Elles rappellent que la société intervenante devait poser un raccord entre deux canalisations afin de réparer une fuite, disant que cette opération relève de la responsabilité contractuelle et que la seule existence d’un désordre ne suffit pas à établir la responsabilité.
Elles remarquent que s’il est allégué par la partie adverse des témoignages rapportant la preuve de ce que le serrage effectué par ses soins ne l’avait pas été dans les règles de l’art, aucune pièce n’est versée en ce sens.
Elles ajoutent qu’il n’est pas davantage justifié de ce que la prestation de la société SOC soit à l’origine de l’inondation de la galerie technique, notamment en ce que le procès-verbal de constatation des dommages du 5 avril 2016 précité mentionne que 'Les supportages complémentaires et butés hautes ont été rajoutés par le service technique de la société Dassault. Vraisemblablement, le déboîtement est consécutif à un coup de bélier'.
***
12. Sur ce, vu l’article 1315 du code civil susmentionné.
L’article 1147, devenu 1231-1, du même code prévoit que 'Le débiteur est condamné, s’il y a lieu, au paiement de dommages et intérêts, soit à raison de l’inexécution de l’obligation, soit à raison du retard dans l’exécution, toutes les fois qu’il ne justifie pas que l’inexécution provient d’une cause étrangère qui ne peut lui être imputée, encore qu’il n’y ait aucune mauvaise foi de sa part.'
Il est de principe qu’un contrat d’entreprise en matière de plomberie, lorsqu’il porte sur une réparation de canalisation, engendre une obligation de résultat pour l’intervenant lors de sa mission.
13. Il ressort des explications des parties que la société SOC est intervenue sur la pièce qui est à l’origine de la fuite objet du présent litige, notamment pour changer un joint de celle-ci. Il résulte de cette seule constatation que le premier juge a pu retenir une présomption de faute dans la réalisation de la réparation précitée, notamment du fait de la proximité dans le temps entre la réparation et la nouvelle fuite et du fait qu’il s’agit de la même pièce.
Il sera relevé que cette responsabilité, en ce qu’il s’agit d’une réparation et non de la mise en place d’un réseau d’évacuation ou de fourniture d’eau, ne relève pas des articles 1792 et suivants du code civil, mais bien de l’article 1147 du même code précité.
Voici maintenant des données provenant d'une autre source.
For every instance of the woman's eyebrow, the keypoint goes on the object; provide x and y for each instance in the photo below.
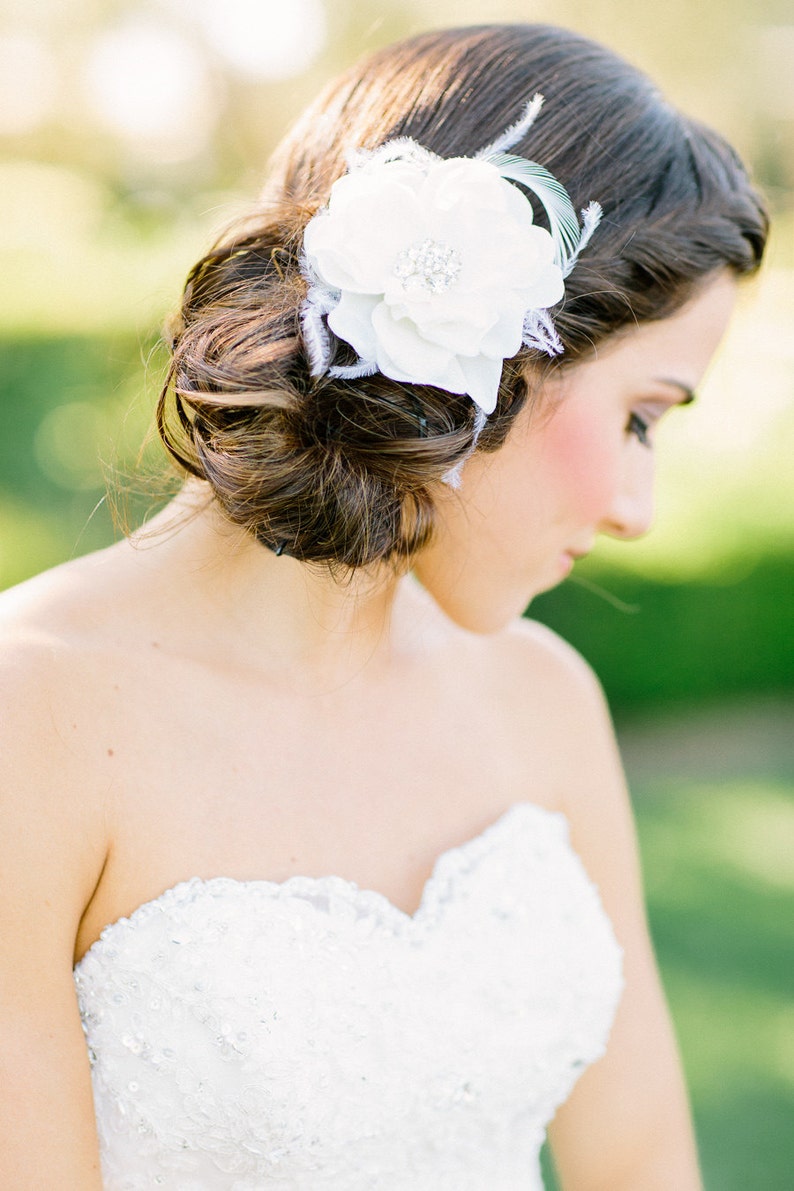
(688, 393)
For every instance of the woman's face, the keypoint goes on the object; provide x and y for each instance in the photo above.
(580, 463)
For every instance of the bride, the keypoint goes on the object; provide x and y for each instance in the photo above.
(317, 866)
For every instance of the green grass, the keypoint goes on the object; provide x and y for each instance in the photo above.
(720, 891)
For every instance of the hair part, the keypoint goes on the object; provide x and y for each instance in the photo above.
(343, 472)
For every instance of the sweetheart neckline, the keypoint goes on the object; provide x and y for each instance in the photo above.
(351, 889)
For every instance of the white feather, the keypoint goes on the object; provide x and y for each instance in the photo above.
(512, 135)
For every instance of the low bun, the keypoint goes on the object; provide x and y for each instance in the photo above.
(344, 472)
(333, 472)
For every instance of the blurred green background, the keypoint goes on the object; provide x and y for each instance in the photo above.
(130, 132)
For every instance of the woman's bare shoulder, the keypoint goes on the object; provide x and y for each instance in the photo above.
(55, 637)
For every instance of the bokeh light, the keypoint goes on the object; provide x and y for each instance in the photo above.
(150, 86)
(27, 82)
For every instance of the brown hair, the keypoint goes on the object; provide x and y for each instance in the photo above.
(344, 472)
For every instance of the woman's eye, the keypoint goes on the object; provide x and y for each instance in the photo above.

Il appartient aux sociétés appelantes, au vu de ces éléments, d’établir l’existence d’un fait exonératoire, telle que l’intervention d’un tiers ou l’existence d’une cause étrangère au sinistre, ce qu’elles ne font pas.
Du fait de ces éléments, la décision attaquée n’a pas inversé la charge de la preuve. La contestation des appelantes sera donc rejetée et le jugement en date du 2 mai 2022 sera confirmé de ce chef.
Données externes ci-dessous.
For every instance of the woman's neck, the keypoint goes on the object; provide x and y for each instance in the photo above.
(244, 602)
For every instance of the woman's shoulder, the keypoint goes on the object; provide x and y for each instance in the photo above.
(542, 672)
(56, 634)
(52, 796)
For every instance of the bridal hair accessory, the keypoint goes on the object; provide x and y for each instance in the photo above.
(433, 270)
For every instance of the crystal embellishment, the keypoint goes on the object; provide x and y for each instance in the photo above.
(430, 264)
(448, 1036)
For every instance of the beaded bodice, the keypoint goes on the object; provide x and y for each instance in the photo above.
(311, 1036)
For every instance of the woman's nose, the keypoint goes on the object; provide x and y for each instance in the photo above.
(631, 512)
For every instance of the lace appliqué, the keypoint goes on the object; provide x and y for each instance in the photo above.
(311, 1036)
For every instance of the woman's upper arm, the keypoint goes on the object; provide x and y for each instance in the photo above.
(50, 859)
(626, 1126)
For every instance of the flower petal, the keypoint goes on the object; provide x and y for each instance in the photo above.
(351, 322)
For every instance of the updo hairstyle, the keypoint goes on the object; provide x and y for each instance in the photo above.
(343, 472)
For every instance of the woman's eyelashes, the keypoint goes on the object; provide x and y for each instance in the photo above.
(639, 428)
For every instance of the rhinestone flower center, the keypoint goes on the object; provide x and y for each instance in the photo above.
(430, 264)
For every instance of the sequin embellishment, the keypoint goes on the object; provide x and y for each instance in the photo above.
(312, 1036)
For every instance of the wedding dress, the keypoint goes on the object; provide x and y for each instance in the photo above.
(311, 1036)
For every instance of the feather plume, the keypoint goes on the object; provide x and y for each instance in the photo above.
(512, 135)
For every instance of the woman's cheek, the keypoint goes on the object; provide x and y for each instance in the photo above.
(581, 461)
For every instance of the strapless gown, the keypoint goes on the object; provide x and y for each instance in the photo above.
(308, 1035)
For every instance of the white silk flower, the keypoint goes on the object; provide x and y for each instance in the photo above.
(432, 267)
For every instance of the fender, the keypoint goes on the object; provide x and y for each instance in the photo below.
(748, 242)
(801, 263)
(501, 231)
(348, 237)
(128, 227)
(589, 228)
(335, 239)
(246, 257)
III Sur les demandes annexes.
14. En application de l’article 700 du code de procédure civile, le juge condamne la partie tenue aux dépens ou qui perd son procès à payer à l’autre partie la somme qu’il détermine, au titre des frais exposés et non compris dans les dépens.
L’équité exige que la société SMA soit condamnée à verser aux sociétés AGCS et Dassault Aviation, ensemble, une somme de 2.000 € en application des dispositions de l’article 700 du code de procédure civile au titre de la présente procédure.
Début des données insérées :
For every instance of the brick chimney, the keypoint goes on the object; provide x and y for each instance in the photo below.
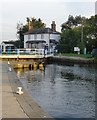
(53, 26)
(30, 25)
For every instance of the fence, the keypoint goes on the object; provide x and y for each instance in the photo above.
(28, 52)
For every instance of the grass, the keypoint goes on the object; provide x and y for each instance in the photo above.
(76, 55)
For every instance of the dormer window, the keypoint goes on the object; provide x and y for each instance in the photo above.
(35, 36)
(42, 36)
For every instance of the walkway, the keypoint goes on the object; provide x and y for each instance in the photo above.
(14, 105)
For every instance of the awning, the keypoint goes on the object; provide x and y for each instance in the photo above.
(53, 41)
(36, 41)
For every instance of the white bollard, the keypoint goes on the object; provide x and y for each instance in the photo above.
(10, 69)
(19, 91)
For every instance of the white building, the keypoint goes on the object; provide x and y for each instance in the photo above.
(39, 38)
(5, 45)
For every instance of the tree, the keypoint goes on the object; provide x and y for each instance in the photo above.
(78, 31)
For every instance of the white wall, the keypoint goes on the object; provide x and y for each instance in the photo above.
(46, 38)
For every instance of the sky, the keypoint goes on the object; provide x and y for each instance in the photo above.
(16, 11)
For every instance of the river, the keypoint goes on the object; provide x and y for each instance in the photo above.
(64, 91)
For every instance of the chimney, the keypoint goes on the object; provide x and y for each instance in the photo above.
(53, 26)
(30, 25)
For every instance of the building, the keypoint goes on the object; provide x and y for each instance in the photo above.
(39, 38)
(6, 45)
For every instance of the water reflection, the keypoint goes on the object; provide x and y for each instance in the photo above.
(64, 91)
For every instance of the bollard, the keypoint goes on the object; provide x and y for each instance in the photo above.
(19, 91)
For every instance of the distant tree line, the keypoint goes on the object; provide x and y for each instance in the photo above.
(75, 32)
(78, 31)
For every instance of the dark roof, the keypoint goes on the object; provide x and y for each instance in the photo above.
(36, 41)
(41, 31)
(53, 41)
(7, 42)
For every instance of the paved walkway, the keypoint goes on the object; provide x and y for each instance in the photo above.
(14, 105)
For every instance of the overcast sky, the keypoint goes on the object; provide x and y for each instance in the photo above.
(14, 11)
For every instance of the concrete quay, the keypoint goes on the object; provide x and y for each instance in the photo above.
(13, 104)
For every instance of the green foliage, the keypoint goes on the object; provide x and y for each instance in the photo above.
(78, 31)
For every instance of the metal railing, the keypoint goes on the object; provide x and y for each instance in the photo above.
(28, 52)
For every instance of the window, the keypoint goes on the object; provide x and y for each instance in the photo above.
(35, 36)
(42, 36)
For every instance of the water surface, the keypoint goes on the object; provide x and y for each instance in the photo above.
(64, 91)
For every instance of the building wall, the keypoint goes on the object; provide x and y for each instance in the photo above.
(45, 37)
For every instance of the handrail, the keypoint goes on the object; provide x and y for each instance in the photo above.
(28, 51)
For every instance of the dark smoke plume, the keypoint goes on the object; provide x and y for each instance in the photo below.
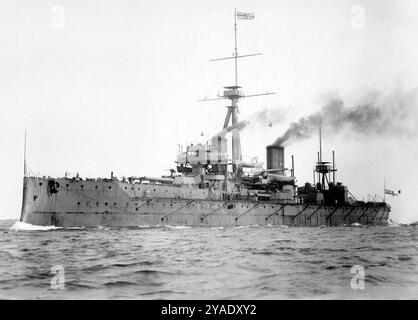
(375, 114)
15. Aux termes de l’article 696 alinéa premier du code de procédure civile, la partie perdante est condamnée aux dépens, à moins que le juge, par décision motivée, n’en mette la totalité ou une fraction à la charge d’une autre partie. Sur ce fondement les sociétés SOC et AGCS, qui succombent au principal, supporteront in solidum la charge des entiers dépens.
PAR CES MOTIFS
LA COUR,
Confirme la décision rendue par le tribunal judiciaire de Bordeaux le 2 mai 2022 ;
Y ajoutant,
Condamne la société SMA à régler aux sociétés Dassault Aviation et AGCS, ensemble, une somme de 2.000 € en application des dispositions de l’article 700 du code de procédure civile au titre de la présente procédure d’appel ;
Condamne in solidum les sociétés SOC et SMA aux entiers dépens de la présente instance.
Le présent arrêt a été signé par Paule POIREL, présidente, et par Vincent BRUGERE, greffier, auquel la minute de la décision a été remise par le magistrat signataire.